C’était une initiative qui était très attendue chez Diavik pour permettre une diversité de l’apport d’énergie et ainsi réduire les risques associés avec l’utilisation du diesel. Les dirigeants de l’entreprise étaient donc très satisfaits que l’étude porte fruit.
« Nous sommes vraiment très heureux de ce projet et de l’annoncer à tous », déclare la conseillère principale en énergie de Diavik, Liezl van Wyk. « Nous sommes très confiants au sujet du dossier et nous sommes prêts à nous lancer. »

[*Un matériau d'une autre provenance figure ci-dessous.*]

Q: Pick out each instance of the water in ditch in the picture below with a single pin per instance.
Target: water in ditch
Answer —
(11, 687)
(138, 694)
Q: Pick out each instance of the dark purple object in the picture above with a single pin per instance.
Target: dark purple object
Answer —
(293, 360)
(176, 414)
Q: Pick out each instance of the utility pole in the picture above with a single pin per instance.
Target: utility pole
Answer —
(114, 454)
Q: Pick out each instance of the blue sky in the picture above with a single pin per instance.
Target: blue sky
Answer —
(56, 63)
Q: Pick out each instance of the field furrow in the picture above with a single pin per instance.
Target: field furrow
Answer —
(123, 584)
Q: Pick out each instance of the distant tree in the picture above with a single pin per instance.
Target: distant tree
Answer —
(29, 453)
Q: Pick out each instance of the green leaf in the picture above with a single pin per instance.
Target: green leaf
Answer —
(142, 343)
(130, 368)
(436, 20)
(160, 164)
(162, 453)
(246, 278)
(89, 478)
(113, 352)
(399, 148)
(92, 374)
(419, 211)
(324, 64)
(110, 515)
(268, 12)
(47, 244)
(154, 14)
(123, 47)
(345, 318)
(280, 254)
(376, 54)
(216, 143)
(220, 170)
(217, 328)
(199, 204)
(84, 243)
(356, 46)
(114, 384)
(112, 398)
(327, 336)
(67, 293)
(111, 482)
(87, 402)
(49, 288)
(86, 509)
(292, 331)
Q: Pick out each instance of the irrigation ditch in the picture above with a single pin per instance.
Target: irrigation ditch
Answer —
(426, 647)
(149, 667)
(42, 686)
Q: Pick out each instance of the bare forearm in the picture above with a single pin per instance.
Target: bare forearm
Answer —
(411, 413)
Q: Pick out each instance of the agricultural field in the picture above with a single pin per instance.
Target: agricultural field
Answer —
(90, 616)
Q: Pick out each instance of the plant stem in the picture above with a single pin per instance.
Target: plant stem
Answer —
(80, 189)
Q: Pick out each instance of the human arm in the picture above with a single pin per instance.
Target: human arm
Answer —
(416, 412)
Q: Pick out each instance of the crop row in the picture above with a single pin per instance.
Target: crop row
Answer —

Une première dans les Territoires

Le parc éolien que va construire la mine apportera son lot de nouveautés.
Chaque turbine sera construite d’une tour de 64 mètres de haut, avec des lames d’une longueur de 35 mètres. Cela constitue le premier projet d’énergie éolienne à grande échelle dans les Territoires du Nord-Ouest. Il existe déjà quelques turbines dans le Nord, mais pas d’aussi grande envergure.
Ce sera aussi la première fois qu’une mine encore opérationnelle bénéficiera d’une aussi grande source d’énergie par le vent.
Et pourtant, malgré quatre turbines de près de 100 mètres de haut, Diavik a pu sauver de l’espace d’excavation.
« En réévaluant le projet, nous avons sauvé 100 mètres carrés d’espace que nous aurions pu construire. »

De l’emploi pour le Nord

La construction de ce parc éolien sera aussi très bénéfique pour le Nord, puisque Diavik compte puiser sur les ressources humaines des territoires pour construire ses turbines.
« Ce ne sera pas un contrat avec clés en main », explique Liezl van Wyk, « c’est-à-dire que nous n’allons pas donner toute la charge de travail à une seule entreprise pour la construction. Nous avons divisé les tâches à réaliser, puis nous avons observé ce que pouvait être fait par une compagnie du Nord et ce que nous pouvions développer en partenariat. »
Il aurait certainement été plus facile que la mine donne tout à une seule entreprise et ça aurait probablement pris moins de temps, mais Diavik préférait s’en tenir à permettre aux gens des Territoires du Nord-Ouest de s’impliquer.
« C’était beaucoup plus de travail », ajoute la conseillère principale. « La solution de tout donner à une seule entreprise aurait été beaucoup plus facile, mais aussi beaucoup plus coûteuse et n’aurait pas donné bien des chances à des nouvelles compagnies du domaine éolien de se développer. »
La solution de se tourner vers le Nord comporte donc des risques, mais le potentiel de pouvoir produire jusqu’à 17 gigawatts d’énergie renouvelable par année en vaut le coup.
Et cette initiative pourrait aussi permettre à d’autres compagnies d’emboîter le pas.
« Nous sommes optimistes que notre idée, notre expérience et nos connaissances acquises pourront se transmettre avec d’autres compagnies du nord », croit le vice-président Alastair Martin.
La construction des turbines devrait se faire au printemps 2012, avec l’arrivée durant l’hiver, par les routes de glace, des matériaux pour assembler les éoliennes. Diavik espère que son projet puisse être opérationnel d’ici l’hiver 2013.